くろあか | ナノ

 十七話 わたしは




「んーおいしいです…!」
「はいはい」
「生きててよかった…」
「大袈裟」

誰のせいで死にかけたと…!喉まで言葉がでかかったけどごはんを食べてるときに争いごとなんかしたくない。オムライスをかきこんで一緒に言葉も飲み込んだ。

「大変だったんですよ!」
「でも一日で帰ってこれたのはすごいよ」
「…えっほんとですか?」
「うん」

…無我夢中だったからなあ。走って走って…ほんと大変だった。イルミさんに褒められてちょっと嬉しい。いやいやでも女の子を山に放置とかそれってどうなの?!いろいろと!

「ほら、食ったらちゃんと薬塗っておけよ」
「あ、ありがとうございます!」

マスターさんが薬と包帯をくれる。あちこち傷だらけだった。シャワーがしみて痛かったし足も痣だらけ…。

「ごちそうさまでした!」
「おう」
「片付けはわたしやりますね!」
「頼む」

食べ終わったお皿を片付けて台所へと向かう。

「ゆあ」
「はい?」
「それ終わったら俺の部屋きて」
「はーい」

そうとだけ言うとイルミさんは上へとのぼって行ってしまった。…なんだろう。修行かな?もう散々だけどイルミさんの言うお仕置きがまだ終わっていないのかもしれない。待たせて怒られるのも怖くて早めに片付けを終わらせて向かった。



―コンコン… 「あの…」

「入って」
「おじゃまします…」

イルミさんの部屋に入るのはこれで二回目だった。猫になっていた時だからほとんど覚えてないけど。イルミさんはソファーに座っていたのでソファーに近寄る。

「座って」
「はい」

言われるままにソファーに座る。
…なんだろう、ちょっと緊張するなあ。

「今日の修行、どうだった?」
「えっと…死ぬかと思いました。」
「あの森、たくさんの猛獣が出たと思うけど。」
「熊や、狼みたいなモンスターに襲われました。」
「殺した?」
「…………はい」

いつも通りの無表情で言われて一瞬、言葉につまる。でも…もちろん嘘はつけない。

そう。襲われて。殺した。

たくさん。でも、殺さなければ自分が殺されていた。死んでいた。…なんでこんなこと聞くんだろう。

「どうだった?」
「……どう、って」
「殺したんでしょ?」
「…はい。殺し、ました」
「どう感じた?」
「……今、冷静に考えれば嫌です。殺すのは。」
「…」

イルミさんは黙って聞いている。
ひとつひとつ絞り出すように続けた。

「…でも、あの時はそんなことを言ってる余裕も、感じてる余裕もなくて…ただ、殺さないと…わたしが殺されるっ…ってそればかり、で」
「それは正しいよ」
「…でも」
「ゆあは、俺とヒソカのこと。どう思ってる?」
「どう…?」

イルミさんの言いたいことがいまいちわからずに聞き返す。黒い瞳は相変わらず何を考えているかわからない。

「俺たちは、人殺しだよ」
「………知ってます」
「知らないよ。ゆあは。」
「………」
「ゆあは人を殺したこと、ないでしょ」
「…はい」
「俺もヒソカも、たくさん殺してる。」
「………」

そうだ。イルミさんは暗殺者。ヒソカさんは仕事もそうだけど、強い人と戦うことに異常なまでに貪欲で。マスターさんも言っていた「殺人狂」って。

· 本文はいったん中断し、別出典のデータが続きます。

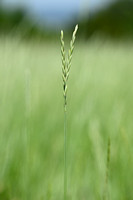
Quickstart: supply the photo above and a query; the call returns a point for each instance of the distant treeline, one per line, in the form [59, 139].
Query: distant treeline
[17, 22]
[115, 21]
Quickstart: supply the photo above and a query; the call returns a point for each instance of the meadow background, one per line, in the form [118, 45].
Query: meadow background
[100, 105]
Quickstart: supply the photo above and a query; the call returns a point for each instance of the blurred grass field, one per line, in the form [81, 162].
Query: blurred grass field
[100, 105]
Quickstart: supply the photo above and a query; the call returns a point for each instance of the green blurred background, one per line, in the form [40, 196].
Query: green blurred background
[100, 99]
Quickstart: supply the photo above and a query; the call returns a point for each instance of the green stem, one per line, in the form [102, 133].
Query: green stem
[65, 154]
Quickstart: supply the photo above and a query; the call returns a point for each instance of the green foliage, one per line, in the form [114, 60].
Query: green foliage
[100, 105]
[114, 21]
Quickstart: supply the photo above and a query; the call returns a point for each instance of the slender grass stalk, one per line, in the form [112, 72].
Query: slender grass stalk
[66, 65]
[105, 194]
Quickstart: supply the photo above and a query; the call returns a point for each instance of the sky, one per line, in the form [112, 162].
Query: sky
[57, 11]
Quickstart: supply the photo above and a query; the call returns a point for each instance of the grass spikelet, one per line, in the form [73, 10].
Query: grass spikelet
[66, 65]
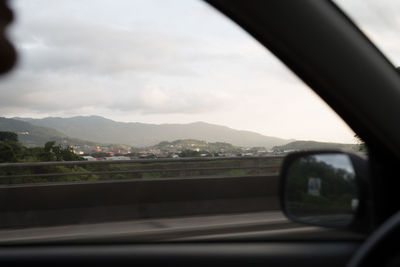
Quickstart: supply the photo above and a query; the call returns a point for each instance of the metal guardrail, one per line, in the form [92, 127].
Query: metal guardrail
[186, 187]
[52, 172]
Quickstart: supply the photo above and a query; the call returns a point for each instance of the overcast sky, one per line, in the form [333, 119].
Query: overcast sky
[162, 61]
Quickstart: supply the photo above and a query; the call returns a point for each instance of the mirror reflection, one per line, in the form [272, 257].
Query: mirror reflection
[321, 189]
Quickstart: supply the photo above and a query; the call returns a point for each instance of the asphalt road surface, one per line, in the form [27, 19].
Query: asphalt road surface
[166, 229]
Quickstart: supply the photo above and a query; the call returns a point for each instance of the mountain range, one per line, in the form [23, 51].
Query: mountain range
[31, 135]
[101, 130]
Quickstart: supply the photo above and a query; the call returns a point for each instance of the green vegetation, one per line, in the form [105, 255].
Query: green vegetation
[11, 150]
[338, 187]
[308, 145]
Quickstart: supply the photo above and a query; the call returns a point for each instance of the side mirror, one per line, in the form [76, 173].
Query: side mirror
[325, 188]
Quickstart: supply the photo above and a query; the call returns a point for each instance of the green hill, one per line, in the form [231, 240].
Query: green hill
[184, 144]
[102, 130]
[30, 135]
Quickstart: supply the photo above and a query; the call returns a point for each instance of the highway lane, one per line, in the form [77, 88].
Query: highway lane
[164, 229]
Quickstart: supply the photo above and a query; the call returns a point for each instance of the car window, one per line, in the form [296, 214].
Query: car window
[379, 22]
[169, 100]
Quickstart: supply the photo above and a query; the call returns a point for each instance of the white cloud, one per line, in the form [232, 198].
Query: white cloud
[157, 62]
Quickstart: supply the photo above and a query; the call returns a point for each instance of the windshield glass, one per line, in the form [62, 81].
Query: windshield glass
[379, 21]
[152, 119]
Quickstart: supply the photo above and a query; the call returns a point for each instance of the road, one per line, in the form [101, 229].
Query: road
[166, 229]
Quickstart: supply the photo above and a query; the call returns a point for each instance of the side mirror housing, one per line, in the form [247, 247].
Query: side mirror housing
[326, 188]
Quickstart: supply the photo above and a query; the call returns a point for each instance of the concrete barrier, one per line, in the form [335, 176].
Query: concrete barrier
[92, 202]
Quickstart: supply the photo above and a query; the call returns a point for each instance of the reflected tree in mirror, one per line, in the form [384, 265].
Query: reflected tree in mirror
[321, 189]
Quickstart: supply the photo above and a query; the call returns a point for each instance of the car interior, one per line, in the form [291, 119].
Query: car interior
[325, 49]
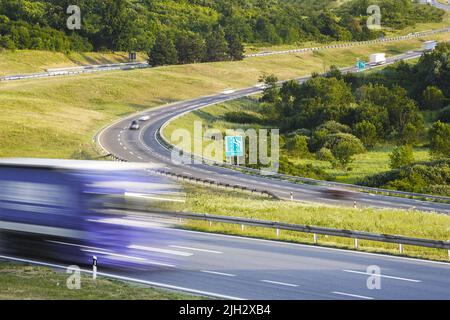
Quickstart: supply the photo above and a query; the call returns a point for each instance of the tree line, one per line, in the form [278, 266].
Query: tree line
[136, 25]
[333, 117]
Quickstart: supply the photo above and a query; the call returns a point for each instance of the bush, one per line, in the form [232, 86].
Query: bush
[308, 170]
[440, 140]
[426, 177]
[325, 154]
[366, 132]
[444, 115]
[242, 117]
[344, 146]
[297, 146]
[433, 98]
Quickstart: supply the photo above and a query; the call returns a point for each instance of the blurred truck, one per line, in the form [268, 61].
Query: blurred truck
[429, 45]
[70, 210]
[377, 58]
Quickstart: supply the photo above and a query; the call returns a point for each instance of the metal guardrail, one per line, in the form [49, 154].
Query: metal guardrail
[351, 44]
[77, 70]
[202, 181]
[163, 140]
[311, 181]
[356, 235]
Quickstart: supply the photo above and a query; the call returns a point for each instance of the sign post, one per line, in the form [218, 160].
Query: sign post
[234, 146]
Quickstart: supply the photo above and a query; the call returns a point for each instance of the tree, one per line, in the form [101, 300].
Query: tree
[191, 48]
[217, 46]
[366, 132]
[325, 154]
[401, 156]
[344, 146]
[297, 146]
[271, 91]
[433, 98]
[444, 115]
[439, 140]
[235, 47]
[163, 52]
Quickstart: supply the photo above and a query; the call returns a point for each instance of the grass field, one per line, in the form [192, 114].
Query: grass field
[250, 48]
[57, 117]
[22, 282]
[395, 222]
[374, 161]
[33, 61]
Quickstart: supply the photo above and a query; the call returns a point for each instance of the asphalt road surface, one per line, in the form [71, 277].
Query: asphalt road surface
[143, 145]
[231, 267]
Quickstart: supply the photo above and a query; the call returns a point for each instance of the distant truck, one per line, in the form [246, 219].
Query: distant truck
[377, 58]
[429, 45]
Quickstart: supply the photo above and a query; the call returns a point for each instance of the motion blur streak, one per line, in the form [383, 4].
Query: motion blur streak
[69, 210]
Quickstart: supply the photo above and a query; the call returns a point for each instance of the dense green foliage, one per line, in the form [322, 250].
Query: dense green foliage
[440, 140]
[401, 156]
[133, 25]
[430, 177]
[427, 82]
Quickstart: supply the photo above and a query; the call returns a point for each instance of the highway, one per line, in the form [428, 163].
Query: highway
[143, 145]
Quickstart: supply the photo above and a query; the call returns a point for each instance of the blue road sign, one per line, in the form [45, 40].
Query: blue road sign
[234, 146]
[361, 65]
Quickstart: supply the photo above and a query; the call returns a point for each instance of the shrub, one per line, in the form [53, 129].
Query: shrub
[242, 117]
[444, 115]
[401, 156]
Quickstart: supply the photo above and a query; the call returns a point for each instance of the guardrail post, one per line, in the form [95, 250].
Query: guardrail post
[448, 250]
[94, 267]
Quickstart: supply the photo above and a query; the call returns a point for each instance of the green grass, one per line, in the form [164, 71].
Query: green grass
[374, 161]
[387, 221]
[33, 61]
[255, 48]
[365, 164]
[57, 117]
[24, 282]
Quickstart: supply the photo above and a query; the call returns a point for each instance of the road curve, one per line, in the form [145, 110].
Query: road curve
[143, 145]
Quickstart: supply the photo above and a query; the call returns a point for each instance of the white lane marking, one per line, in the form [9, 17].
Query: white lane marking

「俺はゆあがなんでヒソカや俺と一緒にいるのか、不思議なんだよね」
「…っそれ、は」
「ああ、記憶喪失だっけ。確か戸籍もないんだよね」
「…はい」
「でも、ゆあだってもうわかってるだろ?力をつけた。いつでも逃げ出そうと思えば逃げ出せる。今だってヒソカは仕事でいないんだ。機会はいくらだってある。」
「……」
「それなのに、なんで?」

ぐるぐるとイルミさんの言葉が頭の中でまわる。